Van Kampen Investments Inc (84 milliards de dollars sous gestion ou administration) annonce avoir recruté Elizabeth Hughes Eginton comme managing director, head of product and marketing. Elle est subordonnée à Jerry Miller, president and CEO et sera responsable de la direction et du développement des produits ainsi que du marketing. Elle quitte Legg Mason Capital management où elle était senior vice president et director of corporate strategy, après avoir été principal pour la gestion d’actifs chez McKinsey & Company.
Eaton Vance Corp (124,9 milliards de dollars d’encours fin décembre) a annoncé le nomination de Niall Michael Quin comme managing director d’Eaton Vance Management International à Boston où il aura la responsabilité de développer l’activité de la société de gestion américaine à l’international. Il est subordonné à Lisa Jones, head of institutional. L’impétrant était jusqu'à présent head of business developement chez Gartmore Investment Management Ltd à Londres.

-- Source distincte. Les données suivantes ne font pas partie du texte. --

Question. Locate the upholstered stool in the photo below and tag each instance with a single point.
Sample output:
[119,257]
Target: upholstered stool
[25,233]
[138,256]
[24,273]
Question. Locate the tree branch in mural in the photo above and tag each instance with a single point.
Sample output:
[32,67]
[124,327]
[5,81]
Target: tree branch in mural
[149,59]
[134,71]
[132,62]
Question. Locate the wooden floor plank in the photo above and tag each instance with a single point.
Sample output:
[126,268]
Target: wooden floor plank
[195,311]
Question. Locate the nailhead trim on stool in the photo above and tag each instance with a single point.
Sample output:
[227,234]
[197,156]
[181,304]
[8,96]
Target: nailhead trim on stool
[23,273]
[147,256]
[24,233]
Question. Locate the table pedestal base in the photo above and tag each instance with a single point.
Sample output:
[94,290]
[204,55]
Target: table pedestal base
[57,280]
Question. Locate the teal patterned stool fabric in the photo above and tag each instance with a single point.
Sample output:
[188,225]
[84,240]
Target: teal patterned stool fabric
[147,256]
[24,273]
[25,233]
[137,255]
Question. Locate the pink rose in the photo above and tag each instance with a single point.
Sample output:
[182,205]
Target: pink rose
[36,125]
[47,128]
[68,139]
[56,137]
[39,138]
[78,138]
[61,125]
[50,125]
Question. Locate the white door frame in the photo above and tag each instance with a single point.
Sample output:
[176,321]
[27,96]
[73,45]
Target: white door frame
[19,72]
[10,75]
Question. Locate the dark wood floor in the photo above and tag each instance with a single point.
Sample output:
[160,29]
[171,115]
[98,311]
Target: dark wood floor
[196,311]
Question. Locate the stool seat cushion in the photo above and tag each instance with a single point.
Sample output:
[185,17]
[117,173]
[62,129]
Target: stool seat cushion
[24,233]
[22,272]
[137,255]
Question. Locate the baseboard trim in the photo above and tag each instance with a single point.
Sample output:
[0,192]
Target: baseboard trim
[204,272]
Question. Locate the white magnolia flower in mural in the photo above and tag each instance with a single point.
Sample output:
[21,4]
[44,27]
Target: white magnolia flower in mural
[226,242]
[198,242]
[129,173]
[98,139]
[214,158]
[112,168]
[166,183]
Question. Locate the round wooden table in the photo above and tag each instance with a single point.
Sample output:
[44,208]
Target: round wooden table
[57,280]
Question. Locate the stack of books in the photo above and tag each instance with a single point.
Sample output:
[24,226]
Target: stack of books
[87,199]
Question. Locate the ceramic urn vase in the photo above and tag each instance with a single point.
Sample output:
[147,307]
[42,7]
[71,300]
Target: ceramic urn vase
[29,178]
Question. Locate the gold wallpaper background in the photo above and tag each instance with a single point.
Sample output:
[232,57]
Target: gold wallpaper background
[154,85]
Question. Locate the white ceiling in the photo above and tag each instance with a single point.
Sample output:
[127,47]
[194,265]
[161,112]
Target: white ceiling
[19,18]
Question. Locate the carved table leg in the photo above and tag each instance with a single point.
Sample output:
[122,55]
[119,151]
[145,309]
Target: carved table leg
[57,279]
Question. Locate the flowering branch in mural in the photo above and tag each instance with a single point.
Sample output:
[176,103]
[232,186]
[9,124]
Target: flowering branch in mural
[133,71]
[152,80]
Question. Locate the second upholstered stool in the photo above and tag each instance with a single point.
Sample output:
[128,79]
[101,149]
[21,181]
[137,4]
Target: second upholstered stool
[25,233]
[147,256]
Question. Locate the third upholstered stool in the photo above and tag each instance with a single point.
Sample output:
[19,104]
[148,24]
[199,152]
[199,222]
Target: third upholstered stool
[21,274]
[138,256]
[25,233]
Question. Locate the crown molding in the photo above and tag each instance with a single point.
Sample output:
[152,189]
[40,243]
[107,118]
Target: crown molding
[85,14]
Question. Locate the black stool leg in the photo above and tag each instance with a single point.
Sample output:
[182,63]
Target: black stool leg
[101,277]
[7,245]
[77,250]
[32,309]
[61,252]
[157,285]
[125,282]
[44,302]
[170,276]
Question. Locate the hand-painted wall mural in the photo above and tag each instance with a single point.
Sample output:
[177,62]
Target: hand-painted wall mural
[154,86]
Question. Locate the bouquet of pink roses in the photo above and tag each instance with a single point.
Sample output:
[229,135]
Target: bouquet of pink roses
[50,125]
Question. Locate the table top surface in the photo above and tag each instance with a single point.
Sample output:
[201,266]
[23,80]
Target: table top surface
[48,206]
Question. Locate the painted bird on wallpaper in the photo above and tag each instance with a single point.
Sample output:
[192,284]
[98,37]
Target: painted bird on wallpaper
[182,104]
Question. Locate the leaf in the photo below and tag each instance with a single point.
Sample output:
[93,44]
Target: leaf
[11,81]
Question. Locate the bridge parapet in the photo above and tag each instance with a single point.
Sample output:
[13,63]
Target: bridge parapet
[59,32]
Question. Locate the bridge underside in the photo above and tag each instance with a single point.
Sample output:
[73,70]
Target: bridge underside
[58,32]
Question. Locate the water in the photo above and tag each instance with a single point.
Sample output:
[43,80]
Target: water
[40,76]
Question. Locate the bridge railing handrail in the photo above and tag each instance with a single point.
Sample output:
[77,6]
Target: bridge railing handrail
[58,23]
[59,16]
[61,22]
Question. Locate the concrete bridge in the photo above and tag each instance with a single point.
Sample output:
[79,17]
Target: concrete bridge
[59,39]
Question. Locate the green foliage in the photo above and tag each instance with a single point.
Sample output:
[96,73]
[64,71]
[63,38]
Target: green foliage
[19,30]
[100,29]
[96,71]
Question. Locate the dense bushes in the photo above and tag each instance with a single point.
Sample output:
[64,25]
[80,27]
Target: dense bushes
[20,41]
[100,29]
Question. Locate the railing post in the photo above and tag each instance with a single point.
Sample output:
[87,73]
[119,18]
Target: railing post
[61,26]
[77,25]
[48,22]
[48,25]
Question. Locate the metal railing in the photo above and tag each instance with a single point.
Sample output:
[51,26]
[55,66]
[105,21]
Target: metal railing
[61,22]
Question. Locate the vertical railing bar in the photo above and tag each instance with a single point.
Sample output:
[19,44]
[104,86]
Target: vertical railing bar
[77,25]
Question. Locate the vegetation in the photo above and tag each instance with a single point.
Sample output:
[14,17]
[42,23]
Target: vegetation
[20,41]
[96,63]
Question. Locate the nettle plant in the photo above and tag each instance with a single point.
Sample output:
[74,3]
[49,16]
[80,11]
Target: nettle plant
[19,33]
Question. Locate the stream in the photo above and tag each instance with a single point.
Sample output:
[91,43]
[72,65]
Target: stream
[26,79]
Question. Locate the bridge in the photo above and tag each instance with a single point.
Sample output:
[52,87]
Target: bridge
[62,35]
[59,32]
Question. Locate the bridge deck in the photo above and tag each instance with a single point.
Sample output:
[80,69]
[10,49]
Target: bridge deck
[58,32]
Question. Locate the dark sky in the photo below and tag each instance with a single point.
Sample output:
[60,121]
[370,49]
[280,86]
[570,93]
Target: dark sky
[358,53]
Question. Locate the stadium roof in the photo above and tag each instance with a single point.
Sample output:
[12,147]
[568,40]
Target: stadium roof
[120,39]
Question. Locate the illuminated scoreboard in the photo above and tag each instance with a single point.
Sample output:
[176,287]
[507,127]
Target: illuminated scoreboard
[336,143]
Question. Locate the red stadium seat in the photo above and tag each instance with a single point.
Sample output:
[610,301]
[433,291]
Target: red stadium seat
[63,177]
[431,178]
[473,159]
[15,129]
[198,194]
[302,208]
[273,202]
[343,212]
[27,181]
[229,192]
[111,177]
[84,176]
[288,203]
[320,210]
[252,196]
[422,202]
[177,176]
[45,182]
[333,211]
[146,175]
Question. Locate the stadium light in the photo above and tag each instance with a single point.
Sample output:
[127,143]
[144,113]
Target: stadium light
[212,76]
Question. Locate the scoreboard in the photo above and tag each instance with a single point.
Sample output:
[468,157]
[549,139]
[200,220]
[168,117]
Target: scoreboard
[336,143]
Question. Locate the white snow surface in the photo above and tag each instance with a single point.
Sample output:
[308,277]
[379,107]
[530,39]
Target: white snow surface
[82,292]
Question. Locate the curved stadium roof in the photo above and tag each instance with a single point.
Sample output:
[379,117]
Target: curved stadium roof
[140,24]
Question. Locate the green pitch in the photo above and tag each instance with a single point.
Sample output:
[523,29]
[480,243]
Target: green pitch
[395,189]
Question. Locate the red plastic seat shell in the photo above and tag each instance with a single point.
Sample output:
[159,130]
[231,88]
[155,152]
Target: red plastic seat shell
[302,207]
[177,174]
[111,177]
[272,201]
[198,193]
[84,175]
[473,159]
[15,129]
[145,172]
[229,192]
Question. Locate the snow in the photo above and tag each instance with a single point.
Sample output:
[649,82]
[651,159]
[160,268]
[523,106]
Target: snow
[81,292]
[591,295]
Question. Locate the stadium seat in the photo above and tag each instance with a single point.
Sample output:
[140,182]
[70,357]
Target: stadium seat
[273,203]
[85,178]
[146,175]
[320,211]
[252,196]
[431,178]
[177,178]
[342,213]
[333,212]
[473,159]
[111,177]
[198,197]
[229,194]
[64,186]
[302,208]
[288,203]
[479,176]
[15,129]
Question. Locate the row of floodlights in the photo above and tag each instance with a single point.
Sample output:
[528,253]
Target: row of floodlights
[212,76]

L’endowment de l’Université d’Harvard (qui pesait 36,9 milliards de dollars fin juin) a declaré à la SEC un portefeuille de 70 actions et de fonds cotés pour 571 millions de dollars à fin décembre, contre environ 200 actions et autres véhicules pour 2,9 milliards de dollars trois mois auparavant, rapporte The Wall Street Journal.
Après le départ à la retraite de Dwight Churchill (55 ans), Fidelity Investments a nommé à titre intérimaire Charles Morrison CIO pour l’obligataire, rapporte le Handelsblatt. Charles Morrison reste aussi responsable de la gestion des fonds monétaires.
Grantham Mayo van Otterloo (GMO) a confirmé mercredi soir, selon Pensions & Investments, la nomination de Marc Mayer comme CEO. L’intéressé, qui a passé 20 ans chez AllianceBernstein (groupe Axa IM) où il était en dernier lieu executive vice president et CIO de l’asset allocation group, rejoindra GMO en mars. Il sera le premier CEO de GMO qui avait depuis une dizaine d’années une direction collégiale.Chez AllianceBernstein, Seth J. Masters remplacera Marc Mayer tout en conservant la responsabilité de la division contributions définies.
La femme de Bernard Madoff, Ruth, a retiré un total 15,5 millions de dollars de Cohmad Securities, un courtier du Massachusetts qui fournissait des clients à son mari, dans les trois semaines avant son arrestation le 11 décembre, selon des documents juridiques déposés par les régulateurs boursiers du Massachusetts, rapporte le Financial Times.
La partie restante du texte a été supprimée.